He had saved it from his supper in an impulse of generous pity for his little sister, who so often awoke, crying with hunger, and woke his poor mother, and would not let her go to sleep again.
He had thought how sweet it would be, when Lenichen awoke the next morning, to appear suddenly, as the angels do, at the side of the bed where she lay beside her mother, and say:
"Dear Lenichen! See, God has sent you this bit of bread as a Christmas gift."

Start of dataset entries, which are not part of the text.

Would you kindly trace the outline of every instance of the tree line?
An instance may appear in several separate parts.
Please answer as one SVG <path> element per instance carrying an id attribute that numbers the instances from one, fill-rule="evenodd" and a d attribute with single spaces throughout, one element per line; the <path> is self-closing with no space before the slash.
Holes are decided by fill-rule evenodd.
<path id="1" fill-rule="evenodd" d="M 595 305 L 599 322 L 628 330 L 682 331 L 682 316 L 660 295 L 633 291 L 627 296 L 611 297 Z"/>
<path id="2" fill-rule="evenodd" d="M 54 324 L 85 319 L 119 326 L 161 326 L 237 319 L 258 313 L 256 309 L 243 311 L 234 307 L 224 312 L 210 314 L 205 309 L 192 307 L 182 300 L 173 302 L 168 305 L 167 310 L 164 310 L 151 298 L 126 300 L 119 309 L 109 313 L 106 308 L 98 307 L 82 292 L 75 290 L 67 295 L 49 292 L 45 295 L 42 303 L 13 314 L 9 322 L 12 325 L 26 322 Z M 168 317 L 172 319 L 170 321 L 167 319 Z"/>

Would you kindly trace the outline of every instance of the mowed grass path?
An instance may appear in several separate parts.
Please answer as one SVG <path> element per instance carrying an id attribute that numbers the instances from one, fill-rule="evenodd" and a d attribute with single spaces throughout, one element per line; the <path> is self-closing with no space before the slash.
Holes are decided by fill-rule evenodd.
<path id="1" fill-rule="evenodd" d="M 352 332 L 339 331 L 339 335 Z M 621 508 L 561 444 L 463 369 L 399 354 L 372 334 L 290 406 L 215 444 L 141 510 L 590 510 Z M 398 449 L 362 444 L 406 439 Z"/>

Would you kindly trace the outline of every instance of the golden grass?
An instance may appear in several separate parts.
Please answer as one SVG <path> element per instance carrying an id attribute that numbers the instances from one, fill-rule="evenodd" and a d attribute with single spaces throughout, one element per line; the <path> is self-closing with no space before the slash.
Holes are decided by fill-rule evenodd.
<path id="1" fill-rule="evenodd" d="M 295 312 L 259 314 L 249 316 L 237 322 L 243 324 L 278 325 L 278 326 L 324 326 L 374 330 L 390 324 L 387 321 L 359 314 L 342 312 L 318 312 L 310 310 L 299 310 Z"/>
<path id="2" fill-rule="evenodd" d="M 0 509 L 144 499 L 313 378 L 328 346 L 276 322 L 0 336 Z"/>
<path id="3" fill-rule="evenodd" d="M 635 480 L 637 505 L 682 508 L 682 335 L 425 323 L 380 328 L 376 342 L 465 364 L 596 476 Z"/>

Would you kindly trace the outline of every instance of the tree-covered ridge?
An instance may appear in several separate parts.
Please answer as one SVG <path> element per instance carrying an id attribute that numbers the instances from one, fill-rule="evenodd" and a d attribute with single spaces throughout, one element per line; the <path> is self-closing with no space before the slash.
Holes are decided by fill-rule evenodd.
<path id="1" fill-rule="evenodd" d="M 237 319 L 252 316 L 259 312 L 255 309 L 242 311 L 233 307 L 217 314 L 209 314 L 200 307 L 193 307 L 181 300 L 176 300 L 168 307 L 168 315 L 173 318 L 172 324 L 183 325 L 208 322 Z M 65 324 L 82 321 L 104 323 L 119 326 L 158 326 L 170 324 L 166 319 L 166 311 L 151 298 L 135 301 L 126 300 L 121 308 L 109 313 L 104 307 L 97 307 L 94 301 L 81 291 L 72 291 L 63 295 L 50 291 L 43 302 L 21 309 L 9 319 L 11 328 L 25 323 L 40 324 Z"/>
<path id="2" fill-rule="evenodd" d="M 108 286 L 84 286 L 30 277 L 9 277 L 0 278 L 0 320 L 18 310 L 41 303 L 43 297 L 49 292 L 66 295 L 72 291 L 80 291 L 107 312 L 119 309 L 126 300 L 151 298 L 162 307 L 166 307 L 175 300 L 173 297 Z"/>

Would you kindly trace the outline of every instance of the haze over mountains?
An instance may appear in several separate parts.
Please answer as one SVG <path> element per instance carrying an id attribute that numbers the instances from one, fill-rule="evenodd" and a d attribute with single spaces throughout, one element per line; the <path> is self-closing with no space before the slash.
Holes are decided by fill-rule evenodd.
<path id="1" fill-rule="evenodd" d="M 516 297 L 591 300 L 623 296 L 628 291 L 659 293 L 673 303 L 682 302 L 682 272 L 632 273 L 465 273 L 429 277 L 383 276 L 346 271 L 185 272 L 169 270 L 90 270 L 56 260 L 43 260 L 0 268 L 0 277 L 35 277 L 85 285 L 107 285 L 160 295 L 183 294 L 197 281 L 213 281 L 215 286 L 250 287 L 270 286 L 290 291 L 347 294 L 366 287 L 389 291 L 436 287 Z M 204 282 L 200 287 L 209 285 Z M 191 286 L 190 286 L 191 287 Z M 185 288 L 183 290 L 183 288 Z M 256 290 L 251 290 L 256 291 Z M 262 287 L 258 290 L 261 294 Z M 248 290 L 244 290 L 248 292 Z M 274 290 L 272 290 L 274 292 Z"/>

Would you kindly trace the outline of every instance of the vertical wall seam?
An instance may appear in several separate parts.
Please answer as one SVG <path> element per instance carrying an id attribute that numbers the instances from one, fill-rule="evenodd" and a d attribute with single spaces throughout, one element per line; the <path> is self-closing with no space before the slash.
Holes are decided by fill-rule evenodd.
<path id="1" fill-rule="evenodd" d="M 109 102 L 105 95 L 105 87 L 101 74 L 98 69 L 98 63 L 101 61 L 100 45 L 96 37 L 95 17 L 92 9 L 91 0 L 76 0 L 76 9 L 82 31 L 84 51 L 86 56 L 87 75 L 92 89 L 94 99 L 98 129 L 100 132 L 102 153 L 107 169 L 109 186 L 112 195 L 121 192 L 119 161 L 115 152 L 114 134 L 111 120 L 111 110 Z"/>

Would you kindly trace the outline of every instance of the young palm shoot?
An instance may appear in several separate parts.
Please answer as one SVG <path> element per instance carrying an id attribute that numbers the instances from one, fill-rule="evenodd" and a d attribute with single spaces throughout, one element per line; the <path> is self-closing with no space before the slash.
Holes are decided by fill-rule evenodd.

For the next day was Christmas Eve.
This little plan made Gottlieb so happy that at first it felt as good to him as eating the bread.
But the happy thought, unhappily, did not long content the hungry animal part of him, which craved, in spite of him, to be filled; and, as the night went on, he was sorely tempted to eat the precious crust—his very own crust—himself.
"Perhaps it was ambitious of me, after all," he said to himself, "to want to seem like a blessed angel, a messenger of God, to Lenichen. Perhaps, too, it would not be true. Because, after all, it would not be exactly God who sent the crust, but only me."
And with the suggestion, the little hands which had often involuntarily felt for the crust, brought it to the hungry little mouth.
But at that moment it opportunely happened that his mother made a little moan in her sleep, which half awakened Lenichen, who murmured, sleepily, "Little mother, mother, bread!"
Whereupon, Gottlieb blushed at his own ungenerous intention, and resolutely pushed back the crust under the pillow. And then he thought it must certainly have been the devil who had tempted him to eat, and he tried to pray.